Hora est
Het meest gebruikt de pedel de staf bij promoties, zo’n vierhonderd per jaar tegenwoordig. Aan het eind komt de pedel binnen, klingelt met de staf en spreekt de verlossende woorden ‘hora est’.
Het is hun beroepseer te na om een zwetende promovendus eerder tegemoet te snellen. ‘Dat mag absoluut niet.’ Beide pedellen willen ook niet dat (plaatsvervangende) rectoren met de tijd gaan sjoemelen.
Nico: ‘Iemand had er een handje van, ik noem geen namen, om een minuut of vier eerder op de noodbel onder de tafel in de corona te drukken.’
Boudewijn: ‘Ik heb ook wel eens gehad dat een hoogleraar mij seinde dat ik terug moest. Maar ik ben gewoon doorgegaan. Ik zei: hora est is hora est, daar gaan we niet aan tornen.’

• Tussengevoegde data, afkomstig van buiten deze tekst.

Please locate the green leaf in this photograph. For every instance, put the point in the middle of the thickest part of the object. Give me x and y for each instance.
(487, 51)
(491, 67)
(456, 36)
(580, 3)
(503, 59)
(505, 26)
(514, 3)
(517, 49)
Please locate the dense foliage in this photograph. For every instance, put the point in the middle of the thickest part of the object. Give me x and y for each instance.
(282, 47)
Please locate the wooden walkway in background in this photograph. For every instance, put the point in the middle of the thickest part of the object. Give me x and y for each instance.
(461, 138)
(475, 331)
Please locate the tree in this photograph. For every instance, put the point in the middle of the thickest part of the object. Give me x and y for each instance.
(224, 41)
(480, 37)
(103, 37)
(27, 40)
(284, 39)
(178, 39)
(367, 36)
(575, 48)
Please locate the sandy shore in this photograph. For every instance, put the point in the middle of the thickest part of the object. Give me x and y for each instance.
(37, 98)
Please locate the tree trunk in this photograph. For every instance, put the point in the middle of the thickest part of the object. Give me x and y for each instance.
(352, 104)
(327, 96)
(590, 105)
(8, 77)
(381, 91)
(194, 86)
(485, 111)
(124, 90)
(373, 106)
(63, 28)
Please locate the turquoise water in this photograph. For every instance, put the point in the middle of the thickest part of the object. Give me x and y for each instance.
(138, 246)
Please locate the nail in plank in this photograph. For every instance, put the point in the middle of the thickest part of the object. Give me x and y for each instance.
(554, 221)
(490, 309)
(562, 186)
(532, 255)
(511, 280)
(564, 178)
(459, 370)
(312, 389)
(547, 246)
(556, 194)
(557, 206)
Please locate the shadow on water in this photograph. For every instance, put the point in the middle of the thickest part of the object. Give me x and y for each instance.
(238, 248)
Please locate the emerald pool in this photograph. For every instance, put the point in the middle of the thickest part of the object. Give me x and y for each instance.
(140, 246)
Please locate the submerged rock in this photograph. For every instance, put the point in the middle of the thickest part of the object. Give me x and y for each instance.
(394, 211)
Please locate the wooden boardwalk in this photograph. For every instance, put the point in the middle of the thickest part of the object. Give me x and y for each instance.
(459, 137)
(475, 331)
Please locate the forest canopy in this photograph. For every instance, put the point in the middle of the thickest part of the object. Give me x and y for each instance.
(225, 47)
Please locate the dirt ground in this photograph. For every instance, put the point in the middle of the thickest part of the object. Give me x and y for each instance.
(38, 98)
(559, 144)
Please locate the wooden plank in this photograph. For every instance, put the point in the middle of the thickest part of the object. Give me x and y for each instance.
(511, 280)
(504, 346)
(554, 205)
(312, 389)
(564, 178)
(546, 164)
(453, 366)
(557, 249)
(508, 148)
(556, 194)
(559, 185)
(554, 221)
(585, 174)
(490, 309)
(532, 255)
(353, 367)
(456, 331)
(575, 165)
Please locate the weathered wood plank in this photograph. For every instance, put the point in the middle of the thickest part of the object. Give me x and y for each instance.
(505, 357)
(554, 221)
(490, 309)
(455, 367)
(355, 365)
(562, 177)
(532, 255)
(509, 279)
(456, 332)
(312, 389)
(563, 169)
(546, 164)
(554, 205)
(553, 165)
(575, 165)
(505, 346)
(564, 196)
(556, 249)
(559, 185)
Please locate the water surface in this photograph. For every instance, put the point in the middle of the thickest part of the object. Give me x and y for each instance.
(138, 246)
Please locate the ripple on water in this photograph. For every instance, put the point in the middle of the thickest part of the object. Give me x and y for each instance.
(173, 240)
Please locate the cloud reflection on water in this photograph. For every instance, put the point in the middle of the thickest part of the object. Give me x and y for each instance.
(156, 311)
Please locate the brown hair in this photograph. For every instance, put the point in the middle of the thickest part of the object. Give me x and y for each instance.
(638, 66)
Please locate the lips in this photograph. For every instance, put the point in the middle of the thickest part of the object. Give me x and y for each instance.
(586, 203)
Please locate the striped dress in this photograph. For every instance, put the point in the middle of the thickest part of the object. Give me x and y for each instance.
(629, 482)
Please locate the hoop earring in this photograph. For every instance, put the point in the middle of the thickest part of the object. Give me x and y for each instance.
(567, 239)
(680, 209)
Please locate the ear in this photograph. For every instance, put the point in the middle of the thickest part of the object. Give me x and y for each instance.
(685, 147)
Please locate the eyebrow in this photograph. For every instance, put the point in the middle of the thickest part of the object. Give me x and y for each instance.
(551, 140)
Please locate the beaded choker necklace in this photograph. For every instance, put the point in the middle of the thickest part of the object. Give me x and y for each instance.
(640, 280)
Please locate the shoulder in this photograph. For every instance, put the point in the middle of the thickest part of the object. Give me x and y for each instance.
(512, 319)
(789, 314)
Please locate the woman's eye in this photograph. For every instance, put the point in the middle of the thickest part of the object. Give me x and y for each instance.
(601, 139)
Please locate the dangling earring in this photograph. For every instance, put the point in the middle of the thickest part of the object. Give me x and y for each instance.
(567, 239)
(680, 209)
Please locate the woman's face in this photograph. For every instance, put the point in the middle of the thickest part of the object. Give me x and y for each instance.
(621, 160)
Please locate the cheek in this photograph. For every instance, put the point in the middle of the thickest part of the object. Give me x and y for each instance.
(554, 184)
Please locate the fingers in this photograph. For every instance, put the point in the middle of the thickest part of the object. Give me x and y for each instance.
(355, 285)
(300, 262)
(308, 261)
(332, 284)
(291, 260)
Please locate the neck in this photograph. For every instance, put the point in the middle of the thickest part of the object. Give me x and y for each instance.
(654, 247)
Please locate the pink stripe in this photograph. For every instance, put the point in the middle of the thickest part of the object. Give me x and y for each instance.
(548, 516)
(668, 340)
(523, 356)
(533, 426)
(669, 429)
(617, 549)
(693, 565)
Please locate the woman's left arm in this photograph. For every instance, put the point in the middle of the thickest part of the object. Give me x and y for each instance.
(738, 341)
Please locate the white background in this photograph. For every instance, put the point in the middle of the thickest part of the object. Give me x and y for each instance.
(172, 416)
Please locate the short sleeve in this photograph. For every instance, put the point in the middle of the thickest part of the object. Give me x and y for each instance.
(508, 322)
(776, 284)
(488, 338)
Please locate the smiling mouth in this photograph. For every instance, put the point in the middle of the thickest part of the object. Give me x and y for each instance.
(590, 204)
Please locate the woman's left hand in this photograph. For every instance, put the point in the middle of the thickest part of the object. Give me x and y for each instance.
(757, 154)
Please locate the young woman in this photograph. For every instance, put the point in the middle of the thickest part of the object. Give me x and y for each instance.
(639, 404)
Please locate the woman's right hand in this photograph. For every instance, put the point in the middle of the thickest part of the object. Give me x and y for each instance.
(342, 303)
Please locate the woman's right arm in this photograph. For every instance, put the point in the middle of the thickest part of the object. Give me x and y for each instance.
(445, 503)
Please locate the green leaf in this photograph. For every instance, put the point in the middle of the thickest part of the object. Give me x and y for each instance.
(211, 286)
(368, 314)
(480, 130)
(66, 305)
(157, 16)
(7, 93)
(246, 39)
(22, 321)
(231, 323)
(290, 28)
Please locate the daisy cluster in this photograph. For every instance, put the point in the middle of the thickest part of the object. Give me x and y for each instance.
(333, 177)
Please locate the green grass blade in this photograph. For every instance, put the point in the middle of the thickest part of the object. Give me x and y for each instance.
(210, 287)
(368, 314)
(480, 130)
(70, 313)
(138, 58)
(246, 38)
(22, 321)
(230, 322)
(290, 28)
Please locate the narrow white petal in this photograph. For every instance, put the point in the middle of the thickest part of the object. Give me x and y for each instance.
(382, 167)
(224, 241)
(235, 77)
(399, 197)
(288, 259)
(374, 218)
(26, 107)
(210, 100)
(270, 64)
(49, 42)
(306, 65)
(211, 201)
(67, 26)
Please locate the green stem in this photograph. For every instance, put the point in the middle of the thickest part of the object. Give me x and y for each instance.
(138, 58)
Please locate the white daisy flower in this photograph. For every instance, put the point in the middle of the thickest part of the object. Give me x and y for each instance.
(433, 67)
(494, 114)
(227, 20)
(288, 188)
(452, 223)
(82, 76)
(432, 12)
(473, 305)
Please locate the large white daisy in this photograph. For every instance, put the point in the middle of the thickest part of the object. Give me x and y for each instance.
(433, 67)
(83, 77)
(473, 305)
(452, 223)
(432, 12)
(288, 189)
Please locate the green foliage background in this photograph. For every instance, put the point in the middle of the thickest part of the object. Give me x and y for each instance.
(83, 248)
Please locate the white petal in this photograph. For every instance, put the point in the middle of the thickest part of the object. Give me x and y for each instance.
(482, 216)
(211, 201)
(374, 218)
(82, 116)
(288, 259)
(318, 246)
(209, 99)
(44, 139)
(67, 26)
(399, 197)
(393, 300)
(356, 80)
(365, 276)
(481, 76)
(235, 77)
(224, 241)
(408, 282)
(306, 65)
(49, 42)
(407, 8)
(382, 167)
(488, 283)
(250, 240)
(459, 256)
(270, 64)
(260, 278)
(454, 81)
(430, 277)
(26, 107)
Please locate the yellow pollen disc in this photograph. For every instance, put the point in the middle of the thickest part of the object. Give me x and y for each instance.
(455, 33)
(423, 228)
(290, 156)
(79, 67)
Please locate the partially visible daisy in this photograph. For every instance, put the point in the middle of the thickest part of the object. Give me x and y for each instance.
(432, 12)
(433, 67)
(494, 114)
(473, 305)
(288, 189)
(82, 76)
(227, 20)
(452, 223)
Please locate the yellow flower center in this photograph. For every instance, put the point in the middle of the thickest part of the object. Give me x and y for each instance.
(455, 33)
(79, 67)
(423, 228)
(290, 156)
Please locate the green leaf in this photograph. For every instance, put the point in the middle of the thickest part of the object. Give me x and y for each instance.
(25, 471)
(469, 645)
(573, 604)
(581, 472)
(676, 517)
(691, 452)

Ze houden dus zelf de tijd bij en als het uur voorbij is, lopen ze de zaal in. Hooguit laten ze iemand een zin afmaken, maar daarna klinkt ferm hun hora est. ‘Ik zeg altijd: onze tijd is de echte tijd.’
Boudewijn: ‘Precies!’
Nico: ‘Ze moeten niet gaan zeuren over je kwam een minuut te vroeg of te laat. Het is tijd als wij zeggen dat het tijd is.’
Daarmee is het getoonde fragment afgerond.